もう二度と、部長を泣かせるようなネタは作らないと決めていた。
しかし、果たして俺に、そんな面白いネタが書けるのだろうか?
「お前はお笑いの才能なんか無いわ!」
以前、勇雄に言われた言葉が脳裏をよぎる。
「どうやった? ワイらの漫才」
帰る時、ニヤニヤと笑みを浮かべた勇雄が聞いてきた。
「あぁ、面白かったよ」
「せやろ。クックック……あまりに面白すぎて、嫉妬したんやろ」
「……あぁ」
俺の返事が予想外だったのか、勇雄は一瞬固まって目をパチクリさせた。
部長も優介君も、勇雄同様に驚いていた。
「な、何や? 変なもんでも食うたんか?」
「朝から何も食ってねぇよ」
自分でも、今は攻撃的になっている事くらい分かっている。
だが、悔しさと焦りと色んな感情がぐちゃぐちゃに混ざり合い、どうしようも無かった。
「ちょっと一人になりたいんで、先帰ります。すみません」
家に帰っても、この感情がどういうモノなのか分からずに苦しかった。
「こんな事してても、何も変わらないんだよなぁ……」
俺は起き上がり、机に向かった。
ネタ帳を広げ、ペンを持ち————
(この後、どうするんだっけ?)
指が動かず、何をどう書けば良いのか分からない。
いや、ネタを書かなくちゃいけないのは分かる。
分かるのだが、どうやって書くのかが分からないのだ。
ネタってどうやって書くんだ?
面白いネタって何だ?
そもそも、面白いって何なんだ……?
昨日まで答えられていた事が、何一つ分からなくなっていた。
「違う、これじゃ面白くない」
「これもダメ……」
「こんなの、誰も笑ってくれないに決まってるだろ」
「……ボツ」
「これも」
「これも!」
「これもっ!!」
この日、俺は野球でいうイップスのようなものに陥った——
兄弟の漫才を見てからというもの、部室に行っても雰囲気が悪くなるだけだった。
「何かあったのか?」
「僕たちの漫才見てから、ずっと元気ないやないですか」
二人とも、俺を心配してくれているのは素直に嬉しかった。
「いや、何もないですよ。

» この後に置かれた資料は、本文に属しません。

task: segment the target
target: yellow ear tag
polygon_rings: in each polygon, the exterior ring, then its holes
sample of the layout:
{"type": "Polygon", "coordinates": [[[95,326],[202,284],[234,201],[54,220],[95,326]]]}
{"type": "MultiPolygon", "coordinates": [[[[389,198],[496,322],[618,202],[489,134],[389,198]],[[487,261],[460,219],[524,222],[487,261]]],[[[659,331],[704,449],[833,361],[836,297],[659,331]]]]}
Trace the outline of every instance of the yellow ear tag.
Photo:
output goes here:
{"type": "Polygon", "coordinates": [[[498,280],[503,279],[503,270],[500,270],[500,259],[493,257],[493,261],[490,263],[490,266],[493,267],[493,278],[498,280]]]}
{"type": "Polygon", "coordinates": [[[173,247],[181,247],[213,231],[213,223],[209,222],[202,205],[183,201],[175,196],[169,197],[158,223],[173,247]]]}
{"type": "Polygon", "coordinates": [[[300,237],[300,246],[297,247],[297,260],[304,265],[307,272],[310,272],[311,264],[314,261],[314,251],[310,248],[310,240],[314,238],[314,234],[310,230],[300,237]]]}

ハハッ」
作り笑いをするので精一杯だった。
「……」
「どうしたん?」
「……何でもあらへん」
勇雄は、こんな情けない俺を見てイライラしているようだ。
家に帰り、足の踏み場もない自室に入る。
机にネタ帳を広げ、ペンを持つ。
「っ——」
しかし、いつもここで止まってしまう。
ネタ帳はずっと白紙だった。
破れた跡があるだけで、何一つ書けてはいなかった。
(——クソッ!)
こんな所で足踏みしてる場合じゃないのに……
苦しかった。
部長は毎日練習して頑張っているのに、俺は……何一つ進んでいない。
ずっと部長の陰に隠れて、努力したつもりになっていただけだった。
今の現状が、なんとも惨めで情けなかった。
こんな姿は誰にも、特に部長には見せたくない。
「書かないと……何か一つでも良いから…………書かないと」
だが、そう思えば思うほど、底なし沼にハマっていく。
床に転がっているネタを書き変えたら——
そう思って幾つか拾い、広げてみるがやっぱりダメだった。
そもそも、自分がボツにしたものに手を出してる時点で終わってる。
……ダメだ。
白紙のまま一週間が経ったが、何一つ進展はなかった。